A escassez de ações judiciais faz com que as pessoas como Núñez, que estuda esse comércio, com pouco para conseguir prosseguir. “Ainda não conseguimos realizar investigações mais aprofundadas sobre os casos registrados de tráfico de jaguares”, diz ela.
Ela diz que os presos são apenas as pessoas flagradas transportando as presas ou as oferecendo para venda, enquanto o resto dos jogadores da rede permanecem desconhecidos – de onde vêm e a quem eles respondem. “Para descobrir essa rede de tráfico, precisamos treinar promotores, juízes e policiais”, diz Núñez. “Precisamos entender a magnitude dessa ameaça.”

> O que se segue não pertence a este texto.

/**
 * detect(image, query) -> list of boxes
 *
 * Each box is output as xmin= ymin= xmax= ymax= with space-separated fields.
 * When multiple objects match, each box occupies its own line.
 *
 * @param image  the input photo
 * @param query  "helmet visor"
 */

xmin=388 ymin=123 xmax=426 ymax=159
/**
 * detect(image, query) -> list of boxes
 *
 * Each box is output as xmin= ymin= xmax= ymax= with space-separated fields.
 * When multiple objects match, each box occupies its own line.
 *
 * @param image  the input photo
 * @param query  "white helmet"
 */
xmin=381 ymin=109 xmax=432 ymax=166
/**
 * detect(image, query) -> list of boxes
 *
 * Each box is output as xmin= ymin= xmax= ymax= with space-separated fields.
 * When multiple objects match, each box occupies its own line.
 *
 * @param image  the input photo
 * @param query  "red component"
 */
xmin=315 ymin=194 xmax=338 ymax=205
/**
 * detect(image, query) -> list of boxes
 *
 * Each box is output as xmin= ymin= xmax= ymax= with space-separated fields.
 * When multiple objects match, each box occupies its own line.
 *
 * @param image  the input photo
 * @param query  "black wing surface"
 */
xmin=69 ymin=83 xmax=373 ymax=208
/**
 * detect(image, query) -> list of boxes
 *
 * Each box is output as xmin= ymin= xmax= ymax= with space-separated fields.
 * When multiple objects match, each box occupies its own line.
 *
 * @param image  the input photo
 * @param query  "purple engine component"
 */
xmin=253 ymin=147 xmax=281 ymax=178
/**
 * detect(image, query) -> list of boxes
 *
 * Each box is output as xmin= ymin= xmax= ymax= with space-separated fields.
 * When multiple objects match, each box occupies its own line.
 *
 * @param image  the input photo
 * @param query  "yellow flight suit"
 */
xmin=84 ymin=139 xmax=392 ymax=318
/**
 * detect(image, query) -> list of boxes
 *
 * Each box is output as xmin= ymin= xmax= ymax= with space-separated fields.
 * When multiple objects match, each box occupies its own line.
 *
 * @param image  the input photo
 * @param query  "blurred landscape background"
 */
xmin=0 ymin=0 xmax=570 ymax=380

Mesmo nos casos em que partes do jaguar foram interceptadas, não há indicação de que a justiça está sendo buscada. “Essas 300 presas apreendidas em 16 pacotes pelos correios bolivianos não têm casos abertos e, o que é pior, não há informações oficiais sobre o paradeiro dessas peças”, diz o relatório da ELI. O Ministério Público confirmou isso.
Apesar desta perspectiva sombria para o jaguar na Bolívia, a ELI e o Plano de Ação para a Conservação de Jaguares – um esforço conjunto entre entidades públicas e privadas para estabelecer um roteiro para a proteção da espécie no país – emitiram recomendações de ações que podem ser tomadas. Isso inclui melhorar a coordenação entre a polícia, os governos autônomos departamentais e municipais, a estância aduaneira e o ministério do ambiente. Assim, dizem eles, todos terão um conhecimento claro de suas funções.
“Também é necessário buscar a colaboração com as autoridades chinesas em La Paz e envolver as comunidades e empresas chinesas na Bolívia para trabalharem juntas contra o tráfico”, diz o relatório da ELI. Com um novo governo liderado por Luis Arce, do partido Movimento ao Socialismo (MAS) de Morales, o caminho ambiental boliviano está repleto de incertezas.